It's more like a curve and it's not just one thing. So you can be super fit
training for marathons, but honestly you need some excess muscle mass because
you're going to start losing it when you are 50-60 years old. You need to make
sure that you are flexible because when you get older, if you aren't flexible
you won't be able to balance and walk, etc. It's best to start training early
so that it's easier to maintain that flexibility. Even if you are running
marathons and staying trim, if you eat junk you can die of lots of different
conditions. So endurance training, strength training, flexibility training,
and diet all work together to help your health.

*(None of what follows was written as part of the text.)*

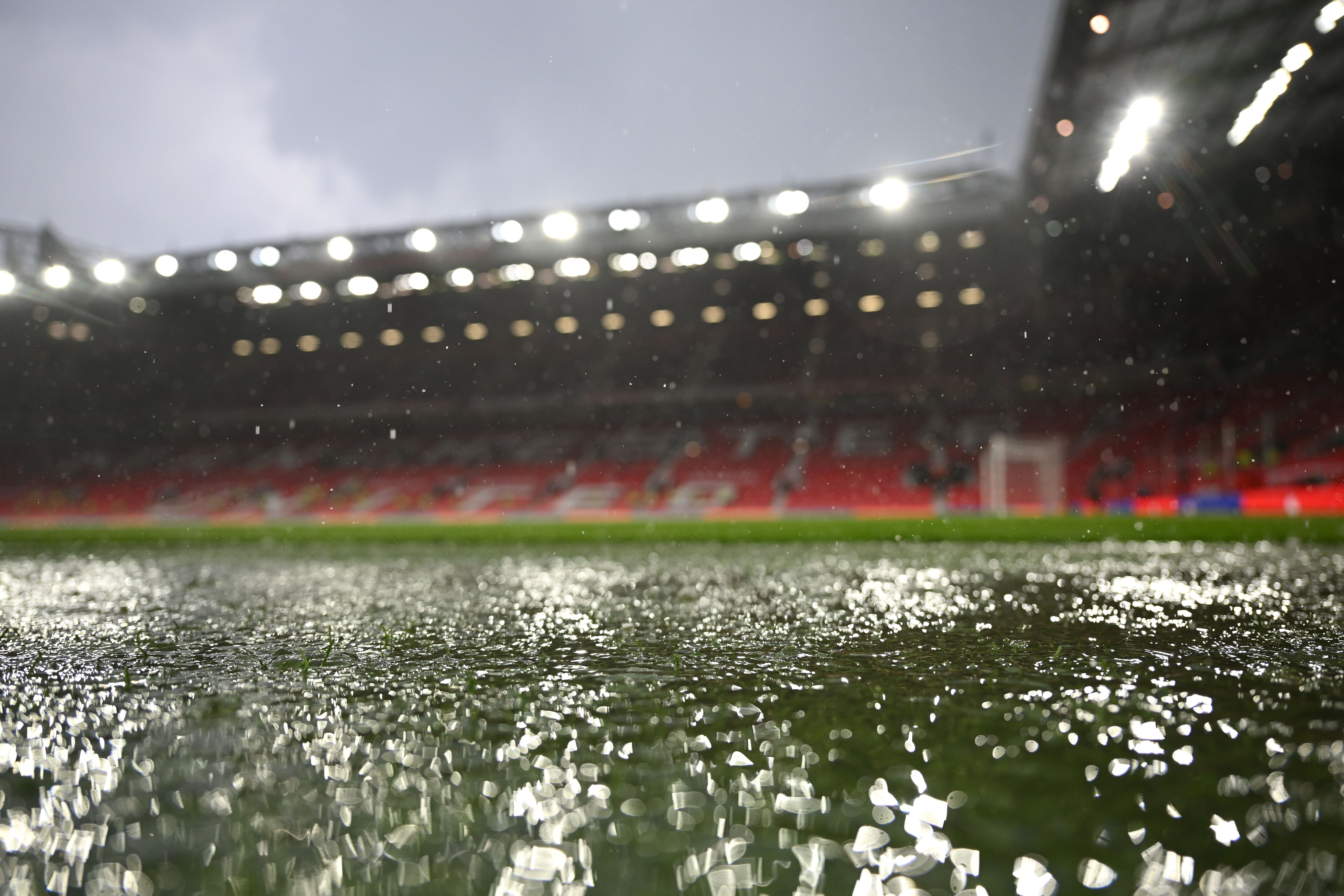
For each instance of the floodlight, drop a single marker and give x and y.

At the same time, there are lots of ranges of activity where you will be just
fine as you age and there are ranges of activity at both ends (sedentary and
over training) where you won't be fine (although it's a heck of a lot harder
to over train that to be sedentary ;-) ). Finally, there is something to be
said for not overdoing things at a start. So while you might want to have this
amazing training regimen someday, it would be a bad idea to start out tomorrow
and do it -- you want to slowly work your way up to it.

So the answer you are probably looking for is "No, it's probably not
sufficient to keep you fit and healthy for your whole life". But it's
certainly a great start -- especially if it gets you doing other things that
you might not have tried before. And it doesn't have to be training -- it can
be playing soccer with a local league, or cycling with your friends or any
number of social and pleasant activities.

How much is enough? Try to keep your weight, muscle mass, endurance and
flexibility a fair bit more than what you actually need so that you can afford
to lose some. Eat a diet that makes you feel good and consult with doctors
when you have health problems. It's hard to say exactly what that will entail,
because it is different for everybody.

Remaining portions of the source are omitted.